Abstract: ACM and BPM
- both used to help workers within organization to coordinate better, to achive goals more efficient, and to better meet the needs of their customers.
- both involve data, process, roles, communications, integration and analytics.
- however, they take very different approaches to doing this which are effective in different business situations.
Business process management approaches the problem of improving the work of an organization from a strongly process centric point of view.
The first thing you think about is the process. In a certain way, it is the process which defines whether two instances are similar or not.
Data flow into and out from the process. The process represent the goal of a particular sequence of actions, but that goal is not itself an information resource.
The process instance contains process relevant data, as well as application data, but it is generally assumes that that data is a copy of data that has its source elsewhere. This is the main point about “integration” of the process into other information resources.
BPM might be visualizeD AS in this diagram:
Adaptive Case Management (also known as Advanced Case Management) also tries to improve the performance of an organization, but instead of considering the process primary, it is the case information that is primary.

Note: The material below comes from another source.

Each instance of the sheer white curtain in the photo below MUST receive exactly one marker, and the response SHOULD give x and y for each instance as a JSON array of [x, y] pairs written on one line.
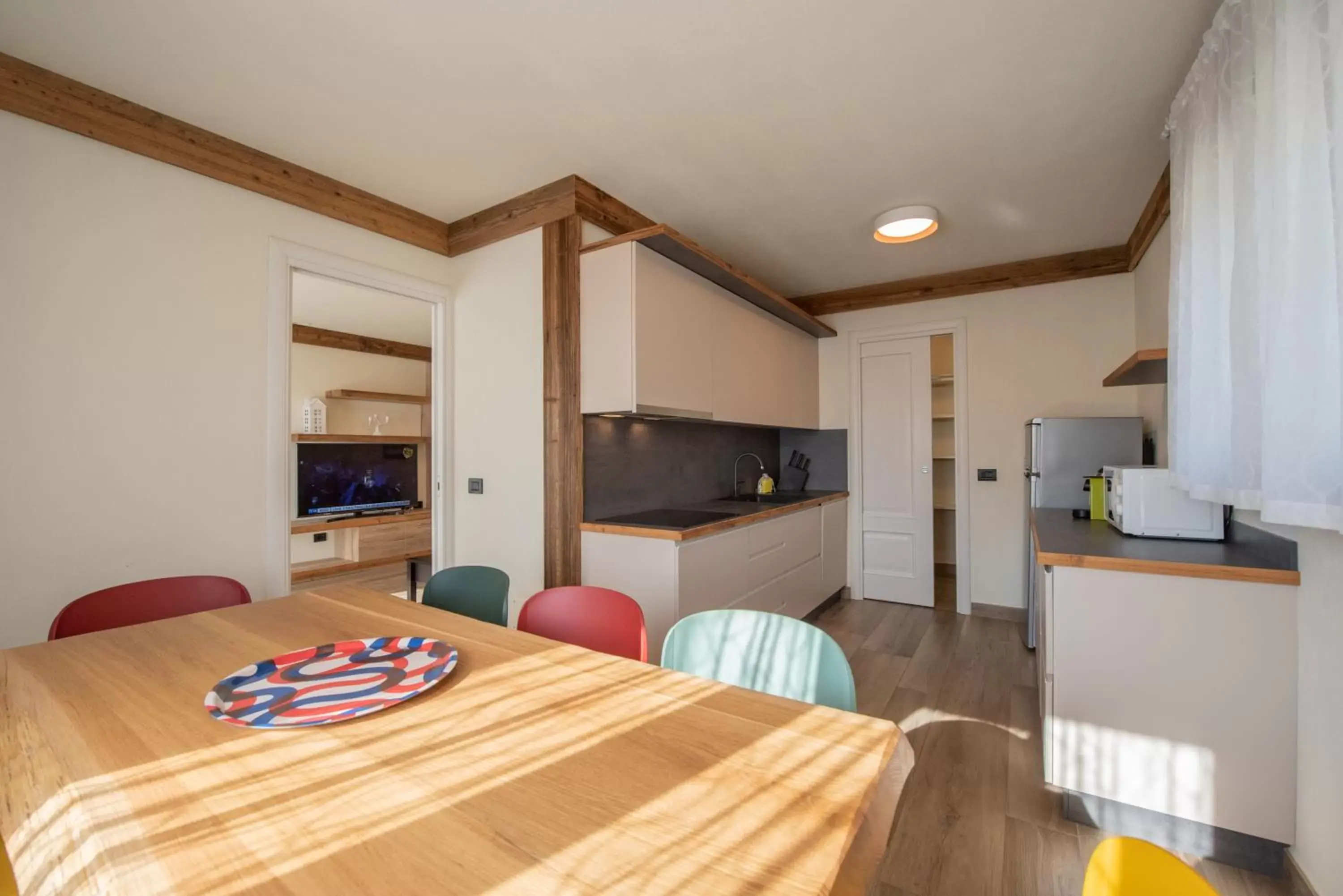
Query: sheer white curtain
[[1256, 316]]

This information is an information resource, which will be accessed over the length of use, and in many situations will become the official record (system of record) for that work.
There can be processes, but the processes are brought to the case, and run in the context of the case, rather than the other way around.
An ACM system might be envisioned as this:
Both approaches deal with
- process relevant data,
- allow for processes.
- produce history information that can be analyzed to determine the efficiency of the group involved.
- available to multiple people
- people are notified of tasks
- cature the results of tasks
At a technical level these are similar or even identical. But at a methodological level, how you approach a given problem, they are opposite ends of a spectrum.
In BPM, the process is primary, and so normally the process is predetermined and static, while the data flow through it. With ACM, it is the data that is primary, which tends to remain persistent for a long time, possibly forever, but it is processes which are brought to it. In many cases with ACM the processes are not even fully predefined, but can be defined on the fly.
The net result is that BMS and ACM are useful for different kinds of business situations.
Highly predictable and highly repeatable business situations are best supported with BPM.
- For example signing up for cell phone service: it happens thousands of times a day, and the process is essentially fixed.
Unpredictable and unrepeatable business situations are best handled with ACM.
- For example investigation of a crime will require following up on various clues, down various paths, which are not predictable before hand. The are various tests and procedures to use, but they will be called only when needed.